For the third quarter of 2020, the Company’s income tax expense totaled $1,546,000 on pretax income of $12,433,000 resulting in an effective tax rate of 12.4%. For last year’s corresponding quarter, the Company’s income tax expense totaled $435,000 on pretax income of $10,519,000 resulting in an effective tax rate of 4.1%. This increase was primarily the result of an increase in taxable income relative to total income.
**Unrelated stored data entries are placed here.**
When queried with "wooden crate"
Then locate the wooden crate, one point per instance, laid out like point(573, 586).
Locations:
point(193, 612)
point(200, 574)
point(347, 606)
For the nine months ended September 30, 2020 the Company’s effective tax rate increased to 9.5% from 2.0% for the same period in 2019. This was primarily as a result of an increase in taxable income relative to total income and a reduction in tax accruals, during 2019, related to sequestration of the refundable portion of our alternative minimum tax (AMT) credit carryforward. On January 14, 2019, the IRS updated its announcement “Effect of Sequestration on the Alternative Minimum Tax Credit for Corporations” to clarify that refundable AMT credits under Section 53(e) of the Internal Revenue Code are not subject to sequestration for taxable years beginning after December 31, 2017. On March 27, 2020, the Coronavirus, Aid, Relief and Economic Security (CARES) Act was signed into law. As a result of the CARES Act, the full balance of the AMT credit was refunded in 2020.